Considering my particular research as an example:
I am doing forecasts with only one predictive variable. In the models that I am building, I am considering a variation of a variety of explanatory variables (from chronological data, to weather data, demand data, productions data, and more) across a variety of time periods (period one is 2019, period two is 2018-2019, period three is 2010-2019). The models will consider from one to all the variables.
From the definitions that I share in the point 2 (bellow), it looks like the table is correct and that Longitudinal is used interchangeably with Panel. Also, Repeated/pooled cross sectional seems like it is in between cross-sectional and panel/longitudinal, am I right?
But how would you categorize the research that I am doing? Does it fit Longitudinal Analysis?
1
In a conversation with a teacher, it seemed that the difference between Univariate, Multivariate and Longitudinal is the following
However, in that case, it is not necessarily considering Cross-Sectional, Repeated/Pooled Cross-Sectional, nor Panel Analysis (it depends on how one defines them).
2
Then, I have done a quick research to find definitions for the terms, and try to validate the table above.
• Univariate: from this Stata's blog entry, we read
Univariate time series data typically arise from the collection of many data points over time from a single source, such as from a person, country, financial instrument, etc.
• Multivariate: from Wikipedia, we read
Multivariate analysis is based on the principles of multivariate statistics, which involves observation and analysis of more than one statistical outcome variable at a time.
• Cross-sectional: from Wikipedia, we read
Cross-sectional data, or a cross section of a study population, in statistics and econometrics is a type of data collected by observing many subjects (such as individuals, firms, countries, or regions) at the one point or period of time.
• Pooled Cross Sectional: From this material we read that it is
Randomly sampled cross sections of individuals at different points in time.
• Longitudinal: The blog entry referenced above also defines Longitudinal as as the following
Longitudinal data typically arise from collecting a few observations over time from many sources, such as a few blood pressure measurements from many people.
We can complement it with this article, where we read
Then longitudinal analysis is the study of collections of variables; in most applications the variables are strongly associated.

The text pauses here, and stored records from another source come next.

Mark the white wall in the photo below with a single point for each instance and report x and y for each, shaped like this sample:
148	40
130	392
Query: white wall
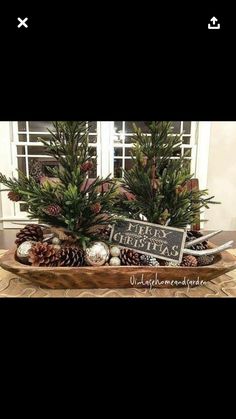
221	176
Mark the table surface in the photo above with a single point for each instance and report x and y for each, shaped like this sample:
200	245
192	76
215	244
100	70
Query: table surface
12	286
7	237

We can associate each time point with a separate variable, in the spirit of the original definition of the term variable.
• Panel: From this article it looks like Panel Analysis is the same as Longitudinal Analysis
Longitudinal or panel data analysis refers to the statistical analysis of pooled data which consists of a cross‐section of units (e.g., countries, firms, households, individuals) for which there exist repeated observations over time.
This Wikipedia page goes within the same line
In statistics and econometrics, panel data and longitudinal data1 are both multi-dimensional data involving measurements over time.
And this Quora answer as well
longitudinal or panel data, observations of multiple phenomena over multiple time periods for the same data units; involves repeated observations of the same variables (e.g., people) over periods of time; can prove cause and effect, but time-consuming and expensive
Note
I went through a variety of Q&A across the StackExchange (will share some bellow) and apart from finding only old content, but I didn't find formal definitions not even the comparison of all of the terms in one. This question may serve as canonical.